Too many Islamic countries treat their Christian minorities as second-class citizens and bar them from building churches while Western states let their Muslims build mosques freely, according to a senior Vatican official.
Cardinal Jean-Louis Tauran, who recently retired as the Vatican's foreign minister, told the French Catholic daily La Croix Wednesday that Christianity and Islam faced "an enormous task" of learning to live together in mutual tolerance.
Tauran was the latest and highest-ranking Catholic official to voice concern about Vatican relations with Muslims, an issue seen as central for whoever succeeds the ailing Pope John Paul.
"There are too many majority Muslim countries where non-Muslims are second-class citizens," said Tauran, the church's top diplomat for 13 years before he had to step aside on being made a cardinal by Pope John Paul in October.
Stressing the need for respect for minorities, he singled out "the extreme case of Saudi Arabia, where freedom of religion is violated absolutely -- no Christian churches and a ban on celebrating Mass, even in a private home."
"Just like Muslims can build their houses of prayer anywhere in the world, the faithful of other religions should be able to do so as well," the French-born cardinal added.
GROWING CONCERN
Leading church figures have increasingly expressed concern about Islam in view of friction between Muslims and Christians in Africa and the Middle East and the difficult integration of Muslim minorities in traditionally Christian Europe.
La Civilta Cattolica, a Jesuit journal published with Vatican approval, said last October Islam had a "warlike face" throughout history and charged Muslim countries such as Saudi Arabia, Sudan and Pakistan discriminated against Christians.
This was seen as a departure from the more balanced approach the Vatican has taken toward the Muslim world, where it usually stressed both positive and negative aspects of its relations.
In Rome that same month to celebrate Pope John Paul's 25th anniversary as pontiff, several cardinals cited relations with Islam as a key issue for the next papacy, akin to the Communist challenge at the beginning of the Polish pope's reign.
The head of the United States bishops' conference, Bishop Wilton Gregory, spoke of potential religious violence.
Referring to Islam in the West and in Africa, he said: "It's growing in places it didn't exist before and it is growing in places where Christianity is growing. The world cannot afford a violence that is born of religious intolerance."
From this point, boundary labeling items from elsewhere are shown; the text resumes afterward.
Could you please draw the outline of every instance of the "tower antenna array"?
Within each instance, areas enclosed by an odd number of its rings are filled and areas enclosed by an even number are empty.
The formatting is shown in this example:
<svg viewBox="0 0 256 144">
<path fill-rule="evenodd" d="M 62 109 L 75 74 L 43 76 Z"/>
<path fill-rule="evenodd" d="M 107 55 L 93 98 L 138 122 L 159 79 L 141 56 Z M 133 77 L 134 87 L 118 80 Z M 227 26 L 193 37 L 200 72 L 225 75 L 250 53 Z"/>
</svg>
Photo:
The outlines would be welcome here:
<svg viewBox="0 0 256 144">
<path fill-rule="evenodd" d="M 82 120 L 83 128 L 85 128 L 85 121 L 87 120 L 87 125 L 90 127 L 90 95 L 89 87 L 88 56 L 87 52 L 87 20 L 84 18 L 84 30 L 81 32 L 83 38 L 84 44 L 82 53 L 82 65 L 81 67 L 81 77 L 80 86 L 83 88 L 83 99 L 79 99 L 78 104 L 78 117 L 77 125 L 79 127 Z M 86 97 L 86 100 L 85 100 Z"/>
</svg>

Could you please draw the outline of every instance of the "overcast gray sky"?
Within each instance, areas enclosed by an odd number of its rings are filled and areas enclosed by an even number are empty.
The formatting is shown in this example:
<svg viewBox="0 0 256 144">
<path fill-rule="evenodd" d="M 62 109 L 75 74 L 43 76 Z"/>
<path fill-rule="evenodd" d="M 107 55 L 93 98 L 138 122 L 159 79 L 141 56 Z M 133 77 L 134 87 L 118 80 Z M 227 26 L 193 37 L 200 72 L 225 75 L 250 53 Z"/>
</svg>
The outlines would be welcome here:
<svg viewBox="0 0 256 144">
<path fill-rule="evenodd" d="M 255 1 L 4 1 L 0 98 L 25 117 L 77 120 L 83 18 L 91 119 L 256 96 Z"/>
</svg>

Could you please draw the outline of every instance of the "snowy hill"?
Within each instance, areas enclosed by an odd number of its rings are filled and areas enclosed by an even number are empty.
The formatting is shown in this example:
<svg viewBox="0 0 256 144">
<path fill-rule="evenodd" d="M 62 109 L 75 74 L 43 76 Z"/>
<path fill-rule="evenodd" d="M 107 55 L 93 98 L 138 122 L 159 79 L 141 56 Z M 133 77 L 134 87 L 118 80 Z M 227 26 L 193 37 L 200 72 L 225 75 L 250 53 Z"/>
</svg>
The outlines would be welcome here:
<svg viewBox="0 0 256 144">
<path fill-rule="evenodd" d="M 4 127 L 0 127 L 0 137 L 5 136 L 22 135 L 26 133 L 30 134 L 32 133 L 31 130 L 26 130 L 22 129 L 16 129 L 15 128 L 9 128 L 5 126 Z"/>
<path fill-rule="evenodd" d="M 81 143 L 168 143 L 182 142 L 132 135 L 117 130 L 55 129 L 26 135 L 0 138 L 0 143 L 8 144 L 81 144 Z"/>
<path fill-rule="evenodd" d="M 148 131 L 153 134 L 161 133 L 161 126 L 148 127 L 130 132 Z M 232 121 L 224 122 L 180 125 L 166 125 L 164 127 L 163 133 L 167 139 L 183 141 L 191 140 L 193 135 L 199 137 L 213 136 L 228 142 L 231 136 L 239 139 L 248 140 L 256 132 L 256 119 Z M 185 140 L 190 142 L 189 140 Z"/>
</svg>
Saudi Arabia has rejected criticism of its ban on churches, arguing the Vatican would not let mosques be built on its land.
Abid Ullah Jan, a Pakistani writer based in Canada, wrote that the Civilta Cattolica article signaled the Vatican had "joined the ranks of intellectual warriors who are battling Islam with renewed zeal since the fall of the Soviet Union."
Since becoming cardinal, Tauran has taken a lower-profile post as Vatican librarian but has also been appointed to several important Church commissions for foreign affairs, Catholic doctrine, Eastern churches and bishops' appointments.